# Probability Theory

## Combinatorics

### Permutations

Permutations are rearrangements of objects in unqiue sequences. The total number of permutations of $n$ objects where $n_1, n_2, \cdots, n_k$ are alike is calculated as:

\begin{equation*}
\frac{n!}{n_1!n_2! \cdots n_k!} = \frac{n!}{(n-k)!}
\label{eq:1} \tag{1}
\end{equation*}

If we're just looking to order $n$ different objects, then the total number of permutations would just be $n!$.

### Combinations

Unlike permutations, combinations are an unordered collection of objects. For $n$ distinct objects taken $k$ at a time without repetition, we can calculate the total number of combinations using the Binomial Coefficient:

\begin{equation*}
{n \choose k} = \frac{n!}{k!(n-k)!}
\label{eq:2} \tag{2}
\end{equation*}

Symmetry rule of the Binomial Coefficient:

\begin{equation*}
{n \choose k} = {n \choose {n-k}}
\label{eq:3} \tag{3}
\end{equation*}

Here's the short proof of that.

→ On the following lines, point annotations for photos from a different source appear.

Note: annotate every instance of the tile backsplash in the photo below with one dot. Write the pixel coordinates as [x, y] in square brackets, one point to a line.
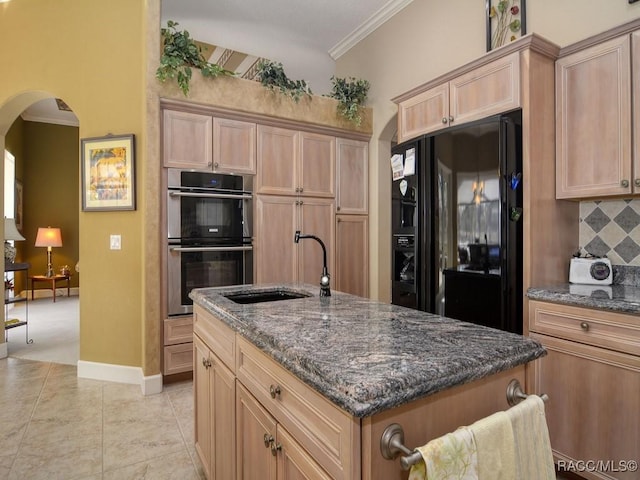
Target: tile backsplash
[611, 228]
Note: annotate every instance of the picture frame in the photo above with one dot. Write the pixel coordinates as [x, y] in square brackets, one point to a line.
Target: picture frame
[19, 194]
[506, 20]
[108, 173]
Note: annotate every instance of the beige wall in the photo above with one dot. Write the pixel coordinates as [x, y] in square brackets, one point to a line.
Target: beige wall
[91, 54]
[428, 39]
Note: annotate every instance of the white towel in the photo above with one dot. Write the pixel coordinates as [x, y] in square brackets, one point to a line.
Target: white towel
[534, 459]
[493, 437]
[450, 457]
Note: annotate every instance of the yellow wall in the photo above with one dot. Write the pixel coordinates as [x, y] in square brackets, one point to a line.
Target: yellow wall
[90, 54]
[428, 39]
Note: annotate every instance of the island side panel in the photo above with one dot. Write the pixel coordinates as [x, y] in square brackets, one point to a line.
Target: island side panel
[433, 416]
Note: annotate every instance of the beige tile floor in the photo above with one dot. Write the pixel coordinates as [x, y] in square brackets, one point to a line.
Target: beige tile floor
[54, 425]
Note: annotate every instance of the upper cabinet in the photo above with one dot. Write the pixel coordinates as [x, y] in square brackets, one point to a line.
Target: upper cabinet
[594, 121]
[487, 90]
[352, 159]
[203, 142]
[292, 162]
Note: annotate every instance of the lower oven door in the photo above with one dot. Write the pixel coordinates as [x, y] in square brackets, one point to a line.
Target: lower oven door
[199, 267]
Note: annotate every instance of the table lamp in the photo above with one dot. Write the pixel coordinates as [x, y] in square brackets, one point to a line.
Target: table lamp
[10, 233]
[49, 237]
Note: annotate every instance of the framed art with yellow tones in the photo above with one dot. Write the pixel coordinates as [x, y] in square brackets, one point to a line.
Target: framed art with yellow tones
[108, 173]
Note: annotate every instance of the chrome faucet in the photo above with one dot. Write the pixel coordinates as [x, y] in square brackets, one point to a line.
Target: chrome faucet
[325, 291]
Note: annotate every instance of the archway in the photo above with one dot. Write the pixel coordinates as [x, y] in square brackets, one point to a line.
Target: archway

Let $0 \leq k \leq n$. Then:

\begin{equation*}
\begin{split}
{n \choose k} &= \frac{n!}{k!(n-k)!} = \frac{n!}{(n-k)!k!} \\
&= \frac{n!}{(n-k)!(n-(n-k))!} = {n \choose n-k}
\end{split}
\label{eq:4} \tag{4}
\end{equation*}

### Binomial Theorem

The Binomial Theorem is the expansion of powers of a binomial. 

\begin{equation*}
(x+y)^n = \sum_{k=0}^{n} {n \choose k} x^k y^{n-k}
\label{eq:5} \tag{5}
\end{equation*}

### Inclusion-Exclusion Principle

\begin{equation*}
P(E_1 \cup E_2) = P(E_1) + P(E_2) - P(E_1 E_2)
\label{eq:6} \tag{6}
\end{equation*}

More generally,

\begin{equation*}
P(E_1 \cup \cdots \cup E_n) = \sum_{i=1}^{n} P(E_i) - \sum_{i_1<i_2} P(E_{i_1} E_{i_2}) + \cdots + (-1)^{r+1} \sum_{i_1<i_2< \cdots <i_r} P(E_{i_1} E_{i_2} \cdots E_{i_r}) + \cdots + (-1)^{n+1} P(E_1 E_2 \cdots E_n)
\label{eq:7} \tag{7}
\end{equation*}

## Conditional Probability

### Bayes' Theorem

Conditional probability is the probability that an event will occur given that another event has already occurred. It's calculated using Bayes' Theorem:

\begin{equation*}
P(E|F) = \frac{P(E F)}{P(F)}, P(F) \neq 0
\label{eq:8} \tag{8}
\end{equation*}

Here's the short proof of that:

\begin{equation*}
\begin{split}
P(E \cap F) &= P(F \cap E) \\
\Rightarrow P(F|E)P(E) &= P(E|F)P(F) \\
\Rightarrow P(E|F) &= \frac{P(F|E)P(E)}{P(F)} = \frac{P(E F)}{P(F)}
\end{split}
\label{eq:9} \tag{9}
\end{equation*}

### Multiple Events

If there were some other event $E^C$ partitioning the sample space, then Bayes' theorem becomes:

\begin{equation*}
P(E|F) = \frac{P(F|E)P(E)}{P(F|E)P(E) + P(F|E^C)P(E^C)}
\label{eq:10} \tag{10}
\end{equation*}

In general, for multiple events $E_j$ partitioning the sample space:

\begin{equation*}
P(E_i|F) = \frac{P(F|E_i)P(E_i)}{\sum_{j=1}^{N} P(F|E_j)P(E_j)}
\label{eq:11} \tag{11}
\end{equation*}

#### Example

I have two fair coins and one double headed coin. I pick one coin at random. What's the chance of having picked a double headed coin if 100 consecutive coin tosses yield 100 heads?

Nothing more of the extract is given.